So close to downtown, it didn't matter that we only used bicycles or walked. Out on the farm, the Aunties used to have to hitchhike more than they liked. But once even our old neighbors had voted to get incorporated by the city, the Aunties figured we had to get involved if our goal was community. They said better to shape the changes than pretend not to notice. Mama thought we'd find some great places to get the good energy flowing again.
Streets crisscrossed every-which-way by the new house. I heard cars on at least one of the roads all the time. That meant I got stuck in the backyard or on the porch when Mama left on errands. I couldn't go exploring, 'cause I wasn't supposed to cross streets alone, and, after my one try, I learned that Bear didn't count like a grownup.

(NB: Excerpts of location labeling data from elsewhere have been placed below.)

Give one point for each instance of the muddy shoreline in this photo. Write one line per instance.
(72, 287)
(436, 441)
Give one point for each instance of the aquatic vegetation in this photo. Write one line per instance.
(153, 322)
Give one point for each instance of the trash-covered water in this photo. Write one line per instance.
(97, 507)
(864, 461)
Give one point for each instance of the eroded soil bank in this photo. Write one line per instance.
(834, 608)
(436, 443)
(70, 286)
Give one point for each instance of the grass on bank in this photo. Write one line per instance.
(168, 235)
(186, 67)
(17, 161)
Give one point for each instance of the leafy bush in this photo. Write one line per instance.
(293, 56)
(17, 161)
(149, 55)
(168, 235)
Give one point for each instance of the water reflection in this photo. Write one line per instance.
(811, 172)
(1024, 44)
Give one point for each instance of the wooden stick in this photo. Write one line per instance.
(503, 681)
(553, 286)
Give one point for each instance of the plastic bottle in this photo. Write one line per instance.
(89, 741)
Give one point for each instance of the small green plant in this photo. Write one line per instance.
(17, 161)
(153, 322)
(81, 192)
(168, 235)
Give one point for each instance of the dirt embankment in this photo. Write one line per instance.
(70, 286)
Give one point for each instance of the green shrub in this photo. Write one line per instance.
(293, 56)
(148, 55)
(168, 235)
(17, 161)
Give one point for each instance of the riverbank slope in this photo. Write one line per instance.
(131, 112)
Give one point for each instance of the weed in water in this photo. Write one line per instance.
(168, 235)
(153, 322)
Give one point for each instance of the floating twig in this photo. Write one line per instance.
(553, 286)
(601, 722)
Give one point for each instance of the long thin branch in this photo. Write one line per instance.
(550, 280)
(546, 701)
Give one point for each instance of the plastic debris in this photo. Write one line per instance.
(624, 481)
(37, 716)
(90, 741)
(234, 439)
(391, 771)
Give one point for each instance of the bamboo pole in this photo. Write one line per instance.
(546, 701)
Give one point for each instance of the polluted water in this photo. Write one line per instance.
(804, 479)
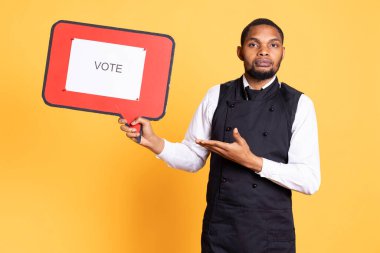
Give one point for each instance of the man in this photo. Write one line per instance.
(264, 143)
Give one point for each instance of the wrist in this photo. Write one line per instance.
(156, 145)
(255, 163)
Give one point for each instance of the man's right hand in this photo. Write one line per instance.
(149, 139)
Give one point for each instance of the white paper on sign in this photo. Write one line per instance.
(105, 69)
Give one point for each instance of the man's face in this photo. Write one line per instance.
(262, 52)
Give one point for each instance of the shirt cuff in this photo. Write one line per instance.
(267, 169)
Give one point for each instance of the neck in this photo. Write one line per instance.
(255, 83)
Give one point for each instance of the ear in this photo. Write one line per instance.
(239, 52)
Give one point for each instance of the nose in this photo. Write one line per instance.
(263, 51)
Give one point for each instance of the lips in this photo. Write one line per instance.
(263, 62)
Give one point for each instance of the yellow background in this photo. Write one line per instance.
(70, 181)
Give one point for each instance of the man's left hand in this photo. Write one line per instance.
(237, 151)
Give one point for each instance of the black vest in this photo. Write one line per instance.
(246, 213)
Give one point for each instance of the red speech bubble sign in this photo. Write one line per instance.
(108, 70)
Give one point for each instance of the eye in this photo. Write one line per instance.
(274, 45)
(252, 44)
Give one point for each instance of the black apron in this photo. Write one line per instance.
(246, 213)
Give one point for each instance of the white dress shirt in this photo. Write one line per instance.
(301, 173)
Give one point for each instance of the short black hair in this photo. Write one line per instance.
(260, 21)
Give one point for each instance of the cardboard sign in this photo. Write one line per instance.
(108, 70)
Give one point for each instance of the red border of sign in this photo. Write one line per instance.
(156, 76)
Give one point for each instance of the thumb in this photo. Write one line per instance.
(238, 137)
(142, 121)
(146, 126)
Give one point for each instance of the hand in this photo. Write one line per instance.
(149, 139)
(237, 151)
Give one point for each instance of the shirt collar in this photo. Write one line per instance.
(245, 82)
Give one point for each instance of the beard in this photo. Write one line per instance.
(262, 75)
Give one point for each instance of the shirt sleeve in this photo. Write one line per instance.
(302, 172)
(187, 155)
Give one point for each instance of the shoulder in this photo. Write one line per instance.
(290, 92)
(305, 104)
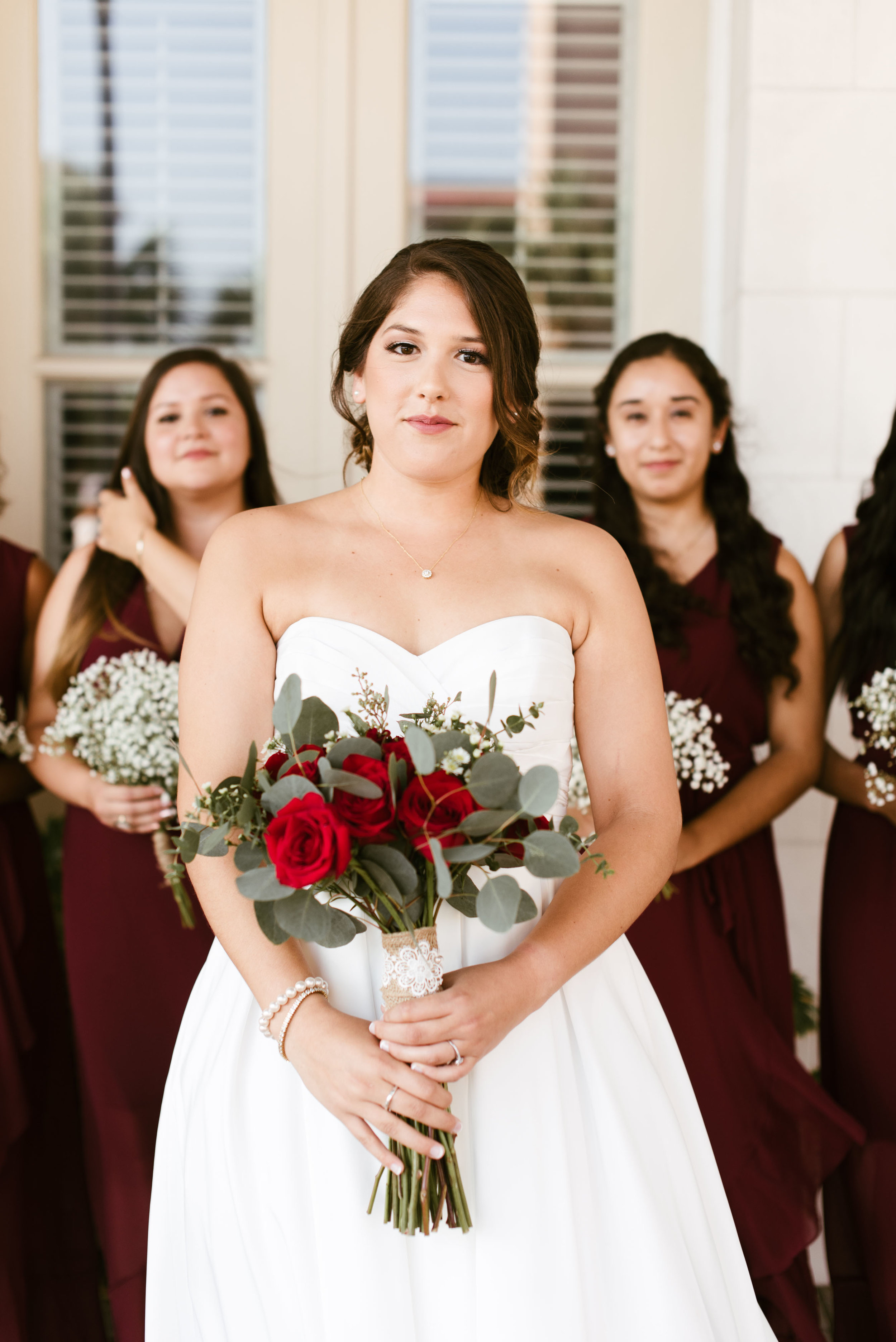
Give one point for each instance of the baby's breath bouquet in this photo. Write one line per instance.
(120, 717)
(876, 705)
(14, 742)
(334, 834)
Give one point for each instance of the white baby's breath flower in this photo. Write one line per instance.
(120, 717)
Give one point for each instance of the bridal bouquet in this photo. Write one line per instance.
(876, 705)
(334, 834)
(14, 742)
(120, 717)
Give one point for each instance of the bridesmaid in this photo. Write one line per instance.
(194, 454)
(49, 1271)
(737, 626)
(858, 598)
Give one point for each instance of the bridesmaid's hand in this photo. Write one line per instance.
(349, 1075)
(124, 519)
(137, 811)
(477, 1008)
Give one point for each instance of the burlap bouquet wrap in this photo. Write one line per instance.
(411, 965)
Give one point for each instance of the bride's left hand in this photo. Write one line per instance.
(477, 1008)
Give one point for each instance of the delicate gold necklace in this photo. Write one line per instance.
(424, 573)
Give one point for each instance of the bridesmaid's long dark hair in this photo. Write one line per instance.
(761, 599)
(109, 582)
(867, 639)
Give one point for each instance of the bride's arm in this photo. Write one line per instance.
(226, 701)
(624, 744)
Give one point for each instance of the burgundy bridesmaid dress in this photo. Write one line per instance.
(49, 1263)
(717, 955)
(859, 1059)
(130, 971)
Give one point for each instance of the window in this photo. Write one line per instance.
(153, 149)
(515, 139)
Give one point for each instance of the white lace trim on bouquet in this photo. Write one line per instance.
(414, 969)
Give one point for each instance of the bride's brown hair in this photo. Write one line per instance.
(495, 296)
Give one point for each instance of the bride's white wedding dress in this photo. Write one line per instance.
(597, 1208)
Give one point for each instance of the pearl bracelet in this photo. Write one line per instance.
(267, 1016)
(309, 992)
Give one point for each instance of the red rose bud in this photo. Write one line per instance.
(367, 818)
(308, 842)
(520, 830)
(309, 768)
(453, 804)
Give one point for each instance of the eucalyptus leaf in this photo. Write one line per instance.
(269, 924)
(287, 706)
(247, 812)
(359, 724)
(187, 843)
(444, 741)
(316, 720)
(422, 751)
(262, 884)
(485, 822)
(247, 857)
(401, 871)
(249, 773)
(384, 881)
(464, 905)
(528, 908)
(353, 745)
(213, 843)
(302, 916)
(494, 779)
(353, 783)
(551, 854)
(469, 853)
(538, 789)
(286, 789)
(443, 877)
(498, 904)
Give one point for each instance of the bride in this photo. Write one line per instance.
(596, 1203)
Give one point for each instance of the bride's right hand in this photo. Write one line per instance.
(344, 1068)
(137, 811)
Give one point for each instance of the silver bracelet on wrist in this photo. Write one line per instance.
(267, 1016)
(309, 992)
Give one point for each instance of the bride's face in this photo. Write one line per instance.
(427, 386)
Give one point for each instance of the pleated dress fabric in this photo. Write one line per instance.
(49, 1262)
(717, 955)
(858, 1052)
(596, 1203)
(130, 972)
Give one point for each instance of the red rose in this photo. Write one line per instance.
(309, 768)
(367, 818)
(520, 830)
(308, 842)
(392, 745)
(418, 814)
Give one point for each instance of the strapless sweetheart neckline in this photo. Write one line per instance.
(474, 629)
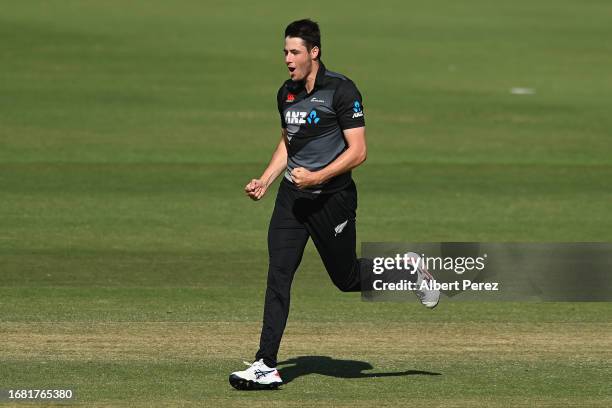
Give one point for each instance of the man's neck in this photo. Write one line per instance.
(312, 76)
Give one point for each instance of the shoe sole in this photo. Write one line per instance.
(241, 384)
(427, 275)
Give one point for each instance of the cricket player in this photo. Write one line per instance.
(322, 139)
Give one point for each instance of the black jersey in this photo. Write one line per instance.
(315, 121)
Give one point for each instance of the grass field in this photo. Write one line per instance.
(132, 267)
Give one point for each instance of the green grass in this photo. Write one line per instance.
(132, 267)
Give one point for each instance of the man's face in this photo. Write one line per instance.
(298, 59)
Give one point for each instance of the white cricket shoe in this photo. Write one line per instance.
(257, 377)
(428, 297)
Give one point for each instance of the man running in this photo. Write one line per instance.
(322, 140)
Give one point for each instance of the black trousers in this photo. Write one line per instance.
(329, 219)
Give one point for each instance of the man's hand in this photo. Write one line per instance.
(303, 178)
(256, 189)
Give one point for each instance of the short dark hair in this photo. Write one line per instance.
(308, 31)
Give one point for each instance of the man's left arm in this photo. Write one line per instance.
(353, 156)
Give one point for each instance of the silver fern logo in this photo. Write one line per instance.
(340, 227)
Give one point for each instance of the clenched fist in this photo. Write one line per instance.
(255, 189)
(304, 178)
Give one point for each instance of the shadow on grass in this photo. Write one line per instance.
(324, 365)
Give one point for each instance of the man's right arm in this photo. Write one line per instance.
(256, 188)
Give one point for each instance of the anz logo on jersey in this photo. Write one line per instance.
(301, 118)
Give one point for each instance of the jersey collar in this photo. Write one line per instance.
(297, 86)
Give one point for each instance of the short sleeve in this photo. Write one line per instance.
(348, 106)
(280, 98)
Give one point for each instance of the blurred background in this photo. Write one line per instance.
(129, 129)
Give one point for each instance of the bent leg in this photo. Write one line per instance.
(333, 231)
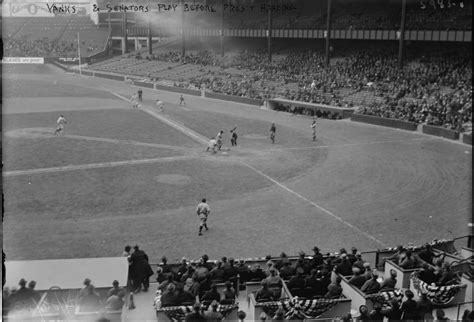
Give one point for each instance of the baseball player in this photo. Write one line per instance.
(60, 125)
(313, 127)
(272, 132)
(203, 211)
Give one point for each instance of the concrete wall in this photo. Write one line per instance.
(398, 124)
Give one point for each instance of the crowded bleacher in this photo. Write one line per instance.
(210, 288)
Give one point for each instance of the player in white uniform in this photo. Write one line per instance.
(134, 100)
(203, 210)
(212, 145)
(60, 125)
(160, 104)
(313, 127)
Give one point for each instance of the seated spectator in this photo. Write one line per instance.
(90, 301)
(407, 261)
(169, 296)
(440, 315)
(115, 302)
(184, 297)
(334, 289)
(363, 314)
(317, 259)
(229, 292)
(376, 314)
(371, 286)
(393, 311)
(212, 294)
(424, 306)
(448, 277)
(115, 289)
(217, 273)
(357, 280)
(264, 294)
(390, 282)
(297, 281)
(344, 267)
(195, 315)
(211, 314)
(408, 308)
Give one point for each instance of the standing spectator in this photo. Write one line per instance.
(115, 302)
(141, 270)
(115, 289)
(409, 309)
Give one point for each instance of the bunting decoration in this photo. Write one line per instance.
(299, 309)
(438, 295)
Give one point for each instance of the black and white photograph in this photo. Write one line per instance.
(237, 160)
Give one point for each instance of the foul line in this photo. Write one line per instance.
(315, 205)
(193, 135)
(92, 166)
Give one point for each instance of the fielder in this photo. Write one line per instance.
(212, 145)
(203, 211)
(60, 125)
(272, 132)
(313, 127)
(160, 104)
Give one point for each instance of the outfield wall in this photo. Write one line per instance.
(232, 98)
(398, 124)
(440, 131)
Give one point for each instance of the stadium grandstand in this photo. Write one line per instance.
(370, 218)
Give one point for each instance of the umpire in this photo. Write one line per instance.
(203, 211)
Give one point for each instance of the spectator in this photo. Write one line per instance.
(212, 295)
(264, 294)
(115, 289)
(212, 314)
(357, 280)
(334, 289)
(376, 314)
(363, 314)
(229, 292)
(409, 307)
(424, 306)
(115, 302)
(390, 282)
(371, 286)
(195, 315)
(140, 270)
(90, 301)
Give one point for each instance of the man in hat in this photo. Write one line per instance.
(141, 270)
(203, 210)
(212, 314)
(115, 289)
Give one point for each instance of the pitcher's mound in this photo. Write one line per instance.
(176, 179)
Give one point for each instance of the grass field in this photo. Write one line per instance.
(121, 176)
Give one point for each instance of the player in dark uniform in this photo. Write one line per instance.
(140, 95)
(272, 132)
(233, 138)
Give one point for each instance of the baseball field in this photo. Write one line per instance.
(119, 176)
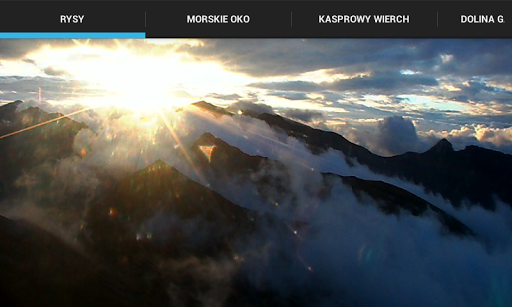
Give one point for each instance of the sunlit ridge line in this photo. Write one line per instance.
(291, 148)
(43, 123)
(180, 145)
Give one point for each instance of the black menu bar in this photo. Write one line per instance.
(269, 19)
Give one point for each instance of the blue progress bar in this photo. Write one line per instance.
(72, 35)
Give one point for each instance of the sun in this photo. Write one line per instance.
(138, 79)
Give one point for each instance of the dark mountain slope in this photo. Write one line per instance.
(23, 151)
(226, 161)
(475, 173)
(158, 209)
(38, 269)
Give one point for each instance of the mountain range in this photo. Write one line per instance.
(144, 223)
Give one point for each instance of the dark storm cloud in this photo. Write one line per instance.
(295, 86)
(379, 82)
(482, 92)
(284, 57)
(383, 82)
(289, 95)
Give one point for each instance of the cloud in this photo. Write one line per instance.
(54, 88)
(377, 83)
(256, 108)
(303, 115)
(52, 71)
(291, 57)
(345, 249)
(397, 135)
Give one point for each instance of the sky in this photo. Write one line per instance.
(388, 95)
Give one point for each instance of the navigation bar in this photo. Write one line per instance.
(250, 19)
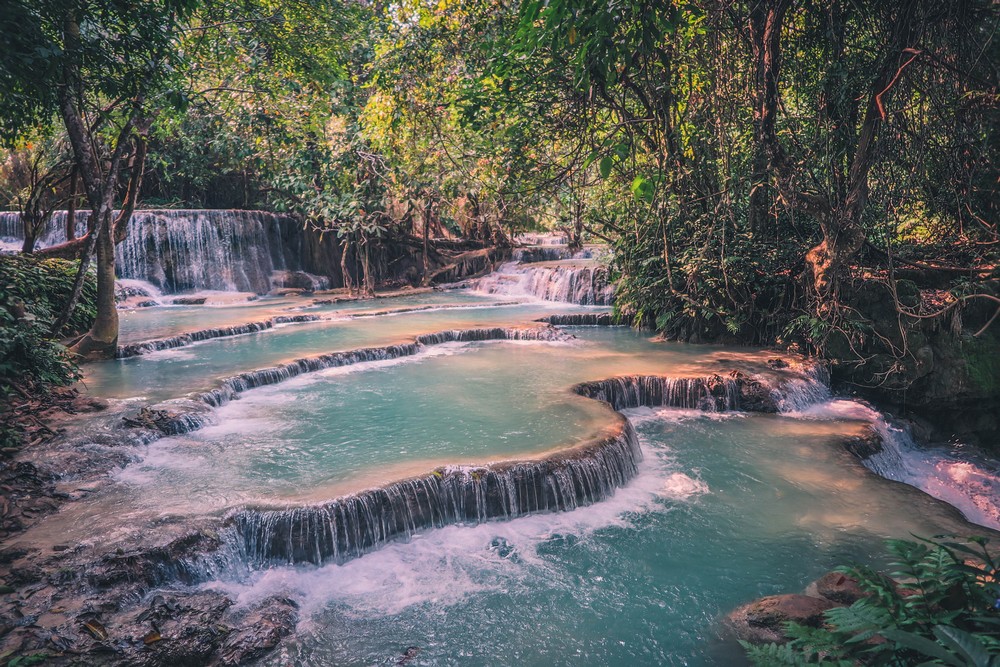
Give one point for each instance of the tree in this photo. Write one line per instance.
(108, 64)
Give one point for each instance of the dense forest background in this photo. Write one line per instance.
(814, 175)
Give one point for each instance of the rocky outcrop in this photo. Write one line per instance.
(736, 391)
(191, 337)
(763, 621)
(580, 319)
(936, 369)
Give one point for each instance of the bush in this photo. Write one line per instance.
(938, 606)
(32, 293)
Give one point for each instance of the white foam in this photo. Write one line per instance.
(444, 566)
(971, 487)
(680, 486)
(643, 415)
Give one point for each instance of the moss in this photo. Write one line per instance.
(907, 292)
(982, 362)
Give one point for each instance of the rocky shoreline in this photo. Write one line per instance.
(137, 602)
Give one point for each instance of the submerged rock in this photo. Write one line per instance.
(762, 621)
(837, 587)
(260, 630)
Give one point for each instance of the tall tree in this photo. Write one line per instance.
(107, 62)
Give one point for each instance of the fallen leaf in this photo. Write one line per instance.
(96, 629)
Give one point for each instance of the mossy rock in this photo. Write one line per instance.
(908, 293)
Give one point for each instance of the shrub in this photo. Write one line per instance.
(32, 292)
(937, 606)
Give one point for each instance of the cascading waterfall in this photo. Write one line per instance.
(348, 527)
(189, 414)
(551, 253)
(582, 284)
(181, 340)
(713, 393)
(970, 483)
(579, 319)
(185, 250)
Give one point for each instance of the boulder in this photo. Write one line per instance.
(259, 631)
(837, 587)
(762, 621)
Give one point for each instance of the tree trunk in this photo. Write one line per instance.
(843, 235)
(87, 251)
(766, 20)
(71, 206)
(345, 248)
(428, 209)
(31, 226)
(101, 342)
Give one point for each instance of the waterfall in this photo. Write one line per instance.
(579, 319)
(348, 527)
(549, 253)
(582, 284)
(811, 386)
(548, 239)
(967, 481)
(713, 393)
(181, 340)
(185, 250)
(230, 388)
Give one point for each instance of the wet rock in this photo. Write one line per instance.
(762, 621)
(174, 629)
(409, 654)
(837, 587)
(151, 566)
(755, 396)
(84, 403)
(259, 631)
(865, 445)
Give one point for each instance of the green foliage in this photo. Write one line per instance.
(938, 605)
(33, 292)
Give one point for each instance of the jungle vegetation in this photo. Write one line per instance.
(756, 165)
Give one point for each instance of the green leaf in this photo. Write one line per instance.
(966, 645)
(605, 166)
(922, 645)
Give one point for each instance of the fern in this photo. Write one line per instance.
(941, 609)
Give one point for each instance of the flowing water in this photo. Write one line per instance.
(404, 497)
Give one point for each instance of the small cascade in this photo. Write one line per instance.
(587, 285)
(969, 483)
(195, 250)
(549, 253)
(231, 387)
(181, 340)
(579, 319)
(348, 527)
(550, 239)
(713, 393)
(810, 386)
(136, 294)
(202, 250)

Brother and Jeff and Leon were all big enough to ride their bikes up and down the wide, paved road in front of the house if they promised to mind the cars, so they left without me. The road leading up to the old farm had only been gravel. I used to get to play out there because any car coming had to go real slow and made so much noise it couldn't sneak up. All the roads here were new smooth asphalt, and the Aunties worried that people might speed.
None of our new neighbors seemed very happy about us. They stared when they passed by the house and saw Mama or the Aunties in their long skirts and sandals. They never smiled when we waved, and they frowned at our bicycles and hand-carved sculptures. I'd even heard people talking about our hair and how wild it looked, though the Aunties made sure our braids stayed shiny and tight, and even Auntie Dina's locks grew out long and beautiful, if a little rusty at the ends from the sun.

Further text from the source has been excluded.